I guess I gawked. “You don’t?”

“No. I want Nero Wolfe to find him. To get him. The man who—the murderer—he killed both of them, didn’t he?”

“Yes.”

“He put the baby in my vestibule, didn’t he?”

“Yes. Almost certainly.”

“Then I want Nero Wolfe to get him.”

“The cops would get him sooner or later.”

“I want Nero Wolfe to get him.”

I thought to myself, you never know. I had wasted my breath on the ifs; they were no longer bothering her. Maybe it was merely a matter of quantity; she could feel responsible for one murder but not for two. Any- how, my errand had turned out to be quite different from what I had expected.

“Mr. Wolfe would certainly like to get him,” I said. “So would I. But you’re his client and you must understand that this changes the situation. On Ellen Tenzer we could claim that no connection had been established between her death and the job you hired Mr. Wolfe to do, and probably get away with it. Not on Carol Mardus. If we don’t tell what we know about her, and the ‘we’ includes you, we are definitely withholding important evidence in a homicide case, and we couldn’t claim we didn’t know it was important evidence. Of course we know. So if we don’t tell, and the cops dig it up themselves and get the murderer before we do, we’re sunk. Mr. Wolfe and I would not only lose our licenses, we would also probably be sent up on a felony charge. You have no—”

“Archie, I don’t—”

“Let me finish. You have no license to lose, but you would also be open to the felony charge. I doubt very much if they would press it, they probably wouldn’t even charge you, but you would be wide open. I want to make that absolutely clear before you decide what to do.”
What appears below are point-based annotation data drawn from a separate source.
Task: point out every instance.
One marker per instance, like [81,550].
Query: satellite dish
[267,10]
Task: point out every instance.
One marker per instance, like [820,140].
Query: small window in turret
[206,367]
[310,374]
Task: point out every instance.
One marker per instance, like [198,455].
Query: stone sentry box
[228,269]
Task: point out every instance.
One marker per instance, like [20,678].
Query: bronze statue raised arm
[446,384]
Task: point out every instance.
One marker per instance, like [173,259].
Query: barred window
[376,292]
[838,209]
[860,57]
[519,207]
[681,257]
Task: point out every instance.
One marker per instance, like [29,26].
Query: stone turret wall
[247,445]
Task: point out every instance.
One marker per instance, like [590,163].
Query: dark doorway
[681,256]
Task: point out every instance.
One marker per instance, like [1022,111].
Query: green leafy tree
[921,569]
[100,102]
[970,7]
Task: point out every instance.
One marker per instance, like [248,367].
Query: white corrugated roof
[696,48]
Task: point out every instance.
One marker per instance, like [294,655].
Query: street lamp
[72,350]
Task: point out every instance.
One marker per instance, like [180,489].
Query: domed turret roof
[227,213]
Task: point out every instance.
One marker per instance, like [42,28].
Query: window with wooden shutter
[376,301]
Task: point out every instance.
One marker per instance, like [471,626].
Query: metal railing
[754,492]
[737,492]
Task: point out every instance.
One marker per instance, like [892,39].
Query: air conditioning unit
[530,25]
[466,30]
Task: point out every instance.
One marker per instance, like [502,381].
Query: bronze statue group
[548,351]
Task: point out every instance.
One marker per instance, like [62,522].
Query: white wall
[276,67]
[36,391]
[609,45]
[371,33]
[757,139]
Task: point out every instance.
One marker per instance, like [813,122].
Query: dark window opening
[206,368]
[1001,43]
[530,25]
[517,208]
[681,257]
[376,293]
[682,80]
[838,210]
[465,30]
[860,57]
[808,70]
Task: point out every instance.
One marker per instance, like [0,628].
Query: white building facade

“But you mean … you would go to jail?”

“Probably.”

“All right.”

“All right what?”

“I’ll turn loose.”

“Damn it, Lucy, you’ve twisted it all around. Or I have. We don’t want you to turn loose. We positively don’t. Mr. Wolfe is stiff with fury. He resented Ellen Tenzer being killed because he sent me to her, but that was nothing compared to this. If he doesn’t nail the man who killed Carol Mardus he won’t eat for a year. I
merely had to make it plain what you might be in for if you stick.”

“But you’ll go to jail.”

“That’s my funeral. Also my business, I’m a detective. Leave that to us. The cops don’t know there is any connection between Carol Mardus and Ellen Tenzer and you and us, and with any kind of a break they won’t know until we’ve got the murderer, and then it won’t matter. Have you mentioned Carol Mardus to anybody?”

“No.”

“Positive?”

“Yes. You ordered me not to.”

“So I did. I now order you to forget Mr. Wolfe and me and think only of yourself. Do you stick or let go?”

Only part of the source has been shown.